- Type: Geological formation
- Underlies: Exshaw Formation
- Overlies: Tetcho Formation
- Thickness: up to 210.9 metres (690 ft)

Lithology
- Primary: Shale
- Other: Limestone

Location
- Coordinates: 60°09′18″N 121°18′16″W﻿ / ﻿60.15500°N 121.30444°W
- Region: British Columbia, Northwest Territories
- Country: Canada

Type section
- Named for: Kotcho Lake
- Named by: H.R. Belyea, D.J. McLaren, 1962

= Kotcho Formation =

The Kotcho Formation is a stratigraphic unit of middle Famennian age in the Western Canadian Sedimentary Basin.

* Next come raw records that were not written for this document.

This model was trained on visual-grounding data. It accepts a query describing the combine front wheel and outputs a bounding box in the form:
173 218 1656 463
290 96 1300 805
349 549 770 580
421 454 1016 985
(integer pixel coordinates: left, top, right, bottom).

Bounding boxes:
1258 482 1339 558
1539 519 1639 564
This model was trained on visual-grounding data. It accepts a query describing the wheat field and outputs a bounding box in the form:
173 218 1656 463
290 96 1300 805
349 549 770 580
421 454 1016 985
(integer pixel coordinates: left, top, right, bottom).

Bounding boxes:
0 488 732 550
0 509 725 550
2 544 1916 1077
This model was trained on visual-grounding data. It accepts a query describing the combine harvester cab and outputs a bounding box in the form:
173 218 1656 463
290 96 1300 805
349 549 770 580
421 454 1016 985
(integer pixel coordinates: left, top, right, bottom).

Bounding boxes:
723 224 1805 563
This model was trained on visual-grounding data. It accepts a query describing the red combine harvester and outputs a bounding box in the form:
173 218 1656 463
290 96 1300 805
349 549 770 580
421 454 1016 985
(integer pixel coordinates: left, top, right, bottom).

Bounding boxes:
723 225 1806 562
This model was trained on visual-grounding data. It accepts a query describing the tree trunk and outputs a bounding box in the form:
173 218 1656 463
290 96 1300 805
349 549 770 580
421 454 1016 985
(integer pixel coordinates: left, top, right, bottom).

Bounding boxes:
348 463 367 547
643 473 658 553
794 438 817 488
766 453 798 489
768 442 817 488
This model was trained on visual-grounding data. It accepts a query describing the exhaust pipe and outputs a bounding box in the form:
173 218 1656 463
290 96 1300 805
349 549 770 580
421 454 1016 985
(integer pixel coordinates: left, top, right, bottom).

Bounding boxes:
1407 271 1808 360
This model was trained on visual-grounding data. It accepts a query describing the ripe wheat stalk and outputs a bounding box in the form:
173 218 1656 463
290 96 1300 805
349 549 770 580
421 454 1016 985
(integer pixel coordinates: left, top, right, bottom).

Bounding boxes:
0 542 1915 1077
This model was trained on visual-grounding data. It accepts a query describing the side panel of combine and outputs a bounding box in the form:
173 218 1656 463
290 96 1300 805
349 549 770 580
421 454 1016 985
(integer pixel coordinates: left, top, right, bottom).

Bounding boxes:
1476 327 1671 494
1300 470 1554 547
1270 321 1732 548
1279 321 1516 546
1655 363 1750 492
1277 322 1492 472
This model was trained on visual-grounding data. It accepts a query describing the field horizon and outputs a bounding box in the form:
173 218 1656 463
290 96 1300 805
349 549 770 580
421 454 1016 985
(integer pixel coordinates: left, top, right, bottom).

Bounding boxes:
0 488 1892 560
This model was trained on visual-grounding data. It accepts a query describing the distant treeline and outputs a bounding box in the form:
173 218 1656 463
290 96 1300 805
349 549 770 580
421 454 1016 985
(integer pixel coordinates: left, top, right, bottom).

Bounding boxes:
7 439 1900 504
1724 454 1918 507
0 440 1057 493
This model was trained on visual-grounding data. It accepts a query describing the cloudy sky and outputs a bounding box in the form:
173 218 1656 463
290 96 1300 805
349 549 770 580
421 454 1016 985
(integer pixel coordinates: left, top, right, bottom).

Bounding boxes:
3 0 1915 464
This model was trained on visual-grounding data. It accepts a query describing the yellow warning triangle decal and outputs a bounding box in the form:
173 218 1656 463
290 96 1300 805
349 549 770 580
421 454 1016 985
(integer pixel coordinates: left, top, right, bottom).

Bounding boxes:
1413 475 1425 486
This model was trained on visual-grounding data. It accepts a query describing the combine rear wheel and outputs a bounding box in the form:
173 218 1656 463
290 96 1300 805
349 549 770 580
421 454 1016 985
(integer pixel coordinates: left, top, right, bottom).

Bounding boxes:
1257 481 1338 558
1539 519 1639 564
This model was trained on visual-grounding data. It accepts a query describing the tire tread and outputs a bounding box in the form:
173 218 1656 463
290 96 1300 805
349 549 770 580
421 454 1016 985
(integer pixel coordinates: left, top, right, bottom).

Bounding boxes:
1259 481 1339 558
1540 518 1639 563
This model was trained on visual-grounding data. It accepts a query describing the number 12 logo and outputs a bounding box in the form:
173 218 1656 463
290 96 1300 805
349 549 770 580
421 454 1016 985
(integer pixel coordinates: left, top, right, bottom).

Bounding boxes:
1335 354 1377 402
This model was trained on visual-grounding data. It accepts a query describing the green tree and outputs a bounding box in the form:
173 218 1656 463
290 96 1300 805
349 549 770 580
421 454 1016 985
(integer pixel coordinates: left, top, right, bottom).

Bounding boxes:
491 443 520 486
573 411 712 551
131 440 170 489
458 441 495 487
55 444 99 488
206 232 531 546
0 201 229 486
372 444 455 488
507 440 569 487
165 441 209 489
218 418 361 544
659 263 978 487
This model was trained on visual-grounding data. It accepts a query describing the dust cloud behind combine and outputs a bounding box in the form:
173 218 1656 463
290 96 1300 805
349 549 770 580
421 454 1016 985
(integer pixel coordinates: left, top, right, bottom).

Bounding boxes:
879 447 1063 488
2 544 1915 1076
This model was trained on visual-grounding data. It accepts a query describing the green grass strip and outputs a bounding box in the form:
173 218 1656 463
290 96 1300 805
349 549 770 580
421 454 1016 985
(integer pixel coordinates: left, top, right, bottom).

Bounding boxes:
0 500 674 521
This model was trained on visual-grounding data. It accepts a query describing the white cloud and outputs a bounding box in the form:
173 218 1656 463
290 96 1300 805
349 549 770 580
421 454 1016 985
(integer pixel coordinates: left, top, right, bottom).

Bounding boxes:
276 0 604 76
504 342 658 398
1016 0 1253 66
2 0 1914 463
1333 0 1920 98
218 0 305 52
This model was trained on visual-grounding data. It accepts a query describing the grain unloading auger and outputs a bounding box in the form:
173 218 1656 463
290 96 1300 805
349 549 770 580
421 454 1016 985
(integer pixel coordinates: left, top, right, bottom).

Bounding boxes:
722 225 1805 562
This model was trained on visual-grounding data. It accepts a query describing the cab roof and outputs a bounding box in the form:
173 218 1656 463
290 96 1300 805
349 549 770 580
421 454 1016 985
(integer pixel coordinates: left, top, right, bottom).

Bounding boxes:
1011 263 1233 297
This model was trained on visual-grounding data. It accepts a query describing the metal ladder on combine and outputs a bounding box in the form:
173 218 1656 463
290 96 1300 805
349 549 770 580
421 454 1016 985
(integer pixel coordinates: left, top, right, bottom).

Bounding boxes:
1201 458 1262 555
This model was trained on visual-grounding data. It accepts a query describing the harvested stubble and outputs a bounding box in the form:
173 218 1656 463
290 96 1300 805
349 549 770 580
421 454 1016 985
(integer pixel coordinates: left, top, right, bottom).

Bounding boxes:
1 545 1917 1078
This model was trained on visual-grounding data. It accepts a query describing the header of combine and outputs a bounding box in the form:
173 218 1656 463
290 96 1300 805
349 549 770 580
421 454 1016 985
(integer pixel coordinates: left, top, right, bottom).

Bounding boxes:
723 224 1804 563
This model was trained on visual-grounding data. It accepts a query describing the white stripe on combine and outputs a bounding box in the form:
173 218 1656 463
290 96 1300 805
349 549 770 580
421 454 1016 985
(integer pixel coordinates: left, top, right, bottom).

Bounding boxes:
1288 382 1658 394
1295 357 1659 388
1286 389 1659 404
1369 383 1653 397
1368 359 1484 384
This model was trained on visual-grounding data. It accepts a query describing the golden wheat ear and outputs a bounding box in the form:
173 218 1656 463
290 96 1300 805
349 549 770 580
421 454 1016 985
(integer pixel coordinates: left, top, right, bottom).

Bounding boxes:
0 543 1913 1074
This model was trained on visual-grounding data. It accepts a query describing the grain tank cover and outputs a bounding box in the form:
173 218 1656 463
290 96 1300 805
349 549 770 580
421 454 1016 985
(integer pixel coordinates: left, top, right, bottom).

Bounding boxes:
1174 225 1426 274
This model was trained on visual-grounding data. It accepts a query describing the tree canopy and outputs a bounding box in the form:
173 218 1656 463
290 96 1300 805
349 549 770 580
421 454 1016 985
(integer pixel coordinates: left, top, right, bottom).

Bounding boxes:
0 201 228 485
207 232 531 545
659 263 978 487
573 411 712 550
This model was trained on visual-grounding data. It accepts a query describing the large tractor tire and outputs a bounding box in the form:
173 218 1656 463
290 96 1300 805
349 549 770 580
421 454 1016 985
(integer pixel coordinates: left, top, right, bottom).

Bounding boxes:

It takes the name from Kotcho Lake and was first described in the Imperial Island River No. 1 by H.R. Belyea and D.J. McLaren in 1962.

==Lithology==
The Kotcho Formation is composed of green-grey shale, locally bituminous, with thin argillaceous limestone beds or lenses.

==Distribution==
The Kotcho Formation reaches a maximum thickness of 210.9 m.It is up to 30 m thick in the Fort Nelson area, and thins down southwards, disappearing completely on the northern flank of the Peace River Arch.

==Relationship to other units==

The Kotcho Formation is overlain by the Exshaw Formation and conformably overlays the Tetcho Formation.

To the east, it grades into the upper Wabamun Group carbonate, and to the south-west into the Palliser Formation. To the east it is replaced by the Besa River Formation shale.